Letter From Pat Kennedy (3-22-1939)
About The Letter -
In this letter, Pat Kennedy writes to Valerie. She has jokingly taught her dog to "heil Hitler" and inquires about how Valerie's country is faring in World War II. Pat has sent Valerie a souveiner from her country, Ireland - a shamrock - and mentions that she is attending a lecture at the Camera Club, which is taught by a German who speaks eloquent English.
See the transcript here...
Anthony Hughes Letter 3-22-1939 - Transcript
Contents Inside Envelope:
Your very attractive card arrived today. I love animals I have a dear, little cairn terrier who gives the ‘Heil Hitler’ on request.
Talking about Hitler, has he not annexed your country too? I doubt you wrote since. Are your family in his zone + what do they think of the change? One of our club members has just returned from a ski-ing holiday. I asked her did she see any of those alpine sticks + climbing ropes. You recall you sent me a pretty souvenir. I was disappointed to hear she did not see them.
I was an invited guest at a Camera Club lecture last night, it was given by a German; a lecturer attached to the Agfa Photo Co. His English was perfect, and he had in addition that very rare thing for a male, an exquisite voice. He showed some lovely color films of Germany + England.
Your friend Miss Carpenter + I have developed quite a correspondence. I sent some shamrock too. I regret now
I did not send you a larger box. I did imagine your friends would be keen to have some. Shamrock is such a commonplace thing here, that you forget it might be very welcome to those who cannot procure it.

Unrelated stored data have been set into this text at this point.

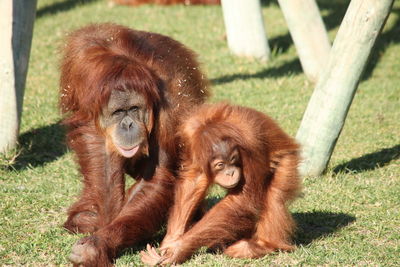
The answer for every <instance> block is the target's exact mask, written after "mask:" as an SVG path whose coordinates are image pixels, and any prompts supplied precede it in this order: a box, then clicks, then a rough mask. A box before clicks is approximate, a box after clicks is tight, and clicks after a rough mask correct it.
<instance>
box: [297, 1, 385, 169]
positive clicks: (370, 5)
mask: <svg viewBox="0 0 400 267" xmlns="http://www.w3.org/2000/svg"><path fill="white" fill-rule="evenodd" d="M392 5H393V0H379V1H377V0H352V1H351V2H350V5H349V7H348V9H347V12H346V15H345V17H344V19H343V21H342V23H341V25H340V28H339V31H338V33H337V37H336V39H335V41H334V43H333V47H332V50H331V53H330V57H329V60H328V64H327V65H326V67H325V68H324V70H323V71H322V73H321V78H320V79H319V80H318V83H317V85H316V88H315V90H314V92H313V95H312V96H311V99H310V102H309V103H308V106H307V109H306V111H305V114H304V116H303V120H302V122H301V125H300V128H299V131H298V132H297V136H296V138H297V140H298V141H299V143H300V144H301V145H302V146H303V159H304V161H303V162H302V164H301V165H300V172H301V173H302V174H303V175H307V176H316V175H320V174H321V173H322V172H323V171H324V170H325V168H326V166H327V164H328V162H329V159H330V157H331V155H332V152H333V149H334V147H335V144H336V141H337V139H338V137H339V134H340V132H341V130H342V127H343V124H344V122H345V119H346V115H347V112H348V110H349V108H350V105H351V102H352V100H353V97H354V94H355V92H356V89H357V86H358V83H359V81H360V77H361V74H362V72H363V70H364V68H365V66H366V63H367V59H368V56H369V55H370V53H371V50H372V47H373V45H374V43H375V40H376V38H377V36H378V34H379V33H380V31H381V30H382V28H383V25H384V23H385V21H386V18H387V16H388V15H389V12H390V9H391V7H392ZM371 127H372V126H371Z"/></svg>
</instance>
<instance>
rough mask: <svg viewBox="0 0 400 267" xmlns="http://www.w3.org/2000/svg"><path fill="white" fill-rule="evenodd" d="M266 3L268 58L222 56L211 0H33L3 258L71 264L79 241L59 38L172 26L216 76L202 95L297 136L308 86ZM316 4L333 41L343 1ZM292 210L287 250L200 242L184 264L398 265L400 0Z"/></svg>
mask: <svg viewBox="0 0 400 267" xmlns="http://www.w3.org/2000/svg"><path fill="white" fill-rule="evenodd" d="M265 2H266V1H264V4H263V13H264V18H265V21H266V28H267V32H268V36H269V42H270V46H271V49H272V51H273V52H272V59H271V61H270V62H268V63H260V62H257V61H255V60H248V59H239V58H236V57H234V56H232V55H231V54H230V52H229V50H228V48H227V44H226V41H225V39H224V34H225V33H224V25H223V19H222V13H221V8H220V7H215V6H212V7H202V6H199V7H186V6H171V7H160V6H141V7H136V8H130V7H122V6H115V7H109V5H108V3H107V1H106V0H100V1H89V0H88V1H83V0H79V1H78V0H39V1H38V10H37V18H36V22H35V27H34V34H33V42H32V50H31V59H30V64H29V72H28V77H27V84H26V92H25V99H24V107H23V116H22V124H21V135H20V139H19V143H20V145H19V147H18V149H17V150H15V151H12V152H10V153H8V154H6V155H0V165H1V166H0V200H1V201H0V265H1V266H5V265H11V266H20V265H28V266H59V265H68V264H69V263H68V260H67V256H68V255H69V251H70V249H71V246H72V245H73V243H74V242H75V241H76V240H77V239H78V238H79V236H74V235H70V234H68V233H67V232H66V231H65V230H64V229H63V228H62V227H61V225H62V223H63V222H64V220H65V219H66V209H67V208H68V207H69V205H70V204H72V202H74V201H75V200H76V197H77V195H78V193H79V190H80V187H81V185H80V175H79V173H78V170H77V165H76V164H75V162H74V155H73V153H72V152H71V151H69V150H68V149H67V148H66V146H65V144H64V135H65V133H64V130H63V129H62V127H60V126H59V121H60V119H61V116H60V113H59V111H58V107H57V103H58V79H59V70H58V64H59V59H60V53H59V47H62V45H63V37H64V36H65V34H66V33H67V32H69V31H70V30H72V29H76V28H78V27H80V26H83V25H86V24H88V23H91V22H106V21H111V22H116V23H120V24H124V25H127V26H130V27H134V28H136V29H142V30H146V31H154V32H158V33H162V34H165V35H169V36H171V37H173V38H175V39H177V40H179V41H181V42H183V43H184V44H186V45H187V46H189V47H191V48H192V49H193V50H195V51H196V52H197V53H198V55H199V59H200V61H201V62H202V65H203V70H204V72H205V73H206V74H207V75H208V77H209V78H210V80H211V81H212V82H213V84H214V86H213V97H212V99H211V101H219V100H225V99H228V100H229V101H231V102H233V103H237V104H241V105H244V106H249V107H253V108H256V109H258V110H261V111H263V112H265V113H268V114H269V115H270V116H271V117H273V118H275V119H276V120H277V121H278V122H279V123H280V125H281V126H282V127H283V128H284V129H285V130H286V131H287V132H288V133H290V134H291V135H295V133H296V131H297V128H298V126H299V124H300V121H301V117H302V114H303V112H304V110H305V108H306V105H307V102H308V99H309V97H310V95H311V93H312V91H313V85H312V84H311V83H309V82H308V81H307V80H306V77H305V76H304V74H303V73H302V70H301V66H300V63H299V61H298V58H297V56H296V51H295V48H294V46H293V43H292V41H291V38H290V35H289V33H288V30H287V27H286V25H285V22H284V19H283V16H282V13H281V11H280V9H279V8H278V6H277V4H276V3H275V2H274V1H271V2H272V3H269V2H270V1H268V3H265ZM317 2H318V4H319V6H320V9H321V13H322V15H323V19H324V21H325V23H326V27H327V29H328V30H329V36H330V38H331V40H333V38H334V36H335V33H336V32H337V29H338V27H339V24H340V22H341V19H342V17H343V15H344V12H345V10H346V6H347V3H348V1H341V0H335V1H331V0H323V1H322V0H321V1H317ZM220 193H221V192H219V191H218V190H216V191H215V192H214V194H220ZM291 211H292V212H293V214H294V217H295V219H296V221H297V222H298V226H299V227H298V231H297V235H296V237H295V243H296V245H297V247H298V248H297V250H295V251H294V252H293V253H275V254H272V255H268V256H266V257H264V258H261V259H257V260H237V259H230V258H227V257H225V256H223V255H213V254H209V253H206V252H205V250H200V251H199V252H198V253H197V254H196V255H195V256H194V257H193V258H192V259H191V260H190V261H188V262H186V263H185V264H184V266H268V265H273V266H280V265H328V266H332V265H333V266H367V265H368V266H399V265H400V2H399V1H395V6H394V9H393V11H392V13H391V15H390V17H389V19H388V21H387V24H386V26H385V28H384V31H383V33H382V35H381V36H380V37H379V39H378V41H377V45H376V47H375V50H374V52H373V55H372V57H371V59H370V62H369V64H368V67H367V70H366V72H365V74H364V76H363V79H362V81H361V83H360V85H359V88H358V91H357V93H356V95H355V98H354V101H353V104H352V107H351V109H350V112H349V114H348V118H347V121H346V125H345V127H344V129H343V131H342V134H341V136H340V138H339V141H338V143H337V145H336V149H335V151H334V154H333V156H332V159H331V162H330V164H329V168H328V171H327V173H326V174H324V175H323V176H321V177H317V178H305V179H304V190H303V196H302V197H301V198H300V199H298V200H297V201H296V202H294V203H293V205H292V206H291ZM151 241H154V240H151ZM142 248H143V246H138V247H135V248H132V249H127V250H125V251H123V253H122V255H121V256H120V257H119V258H118V260H117V262H116V265H117V266H140V265H141V264H140V258H139V253H138V249H142Z"/></svg>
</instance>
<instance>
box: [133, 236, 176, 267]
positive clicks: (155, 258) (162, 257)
mask: <svg viewBox="0 0 400 267" xmlns="http://www.w3.org/2000/svg"><path fill="white" fill-rule="evenodd" d="M180 246H181V241H180V240H176V241H173V242H168V244H165V245H163V246H162V247H160V253H158V252H157V250H156V249H155V248H154V247H152V246H150V245H149V244H147V246H146V250H145V251H141V252H140V254H141V259H142V262H143V263H145V264H147V265H149V266H163V265H170V264H175V263H179V262H180V261H179V258H180V257H179V256H180V255H179V251H180Z"/></svg>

Is there such a firm in London as Trimfit Co. Ltd. 450 Regent St. and do they sell novelties, brooches, pine fobs etc? I am anxious to get a catalogue of these affairs for a friend. You will be able to find out by a glance in directory. I hope it is not too
How are your own private interests going on. I have had two offers of marriage in spite of the fact that I am not yet out of mourning. One is a retired English military captain. He is a widower too. He is willing to change his religion, tho, I would not expect him or even allow him to do that! Should I marry him we will live in Southampton. But I think nothing will come of this affair but although he is very nice + has many good qualities, he has two great drawbacks, he is rather old and he received dreadful wounds in the last war, + he is therefore more or less an invalid. I may sound callous but I have no desire to undertake another delicate man. For this reason I don’t think it will amount to anything serious. Do you contemplate any change? Or are you, perfectly happy in your glorious freedom? Over your wish on condition you write – by return. NOT IF NOT.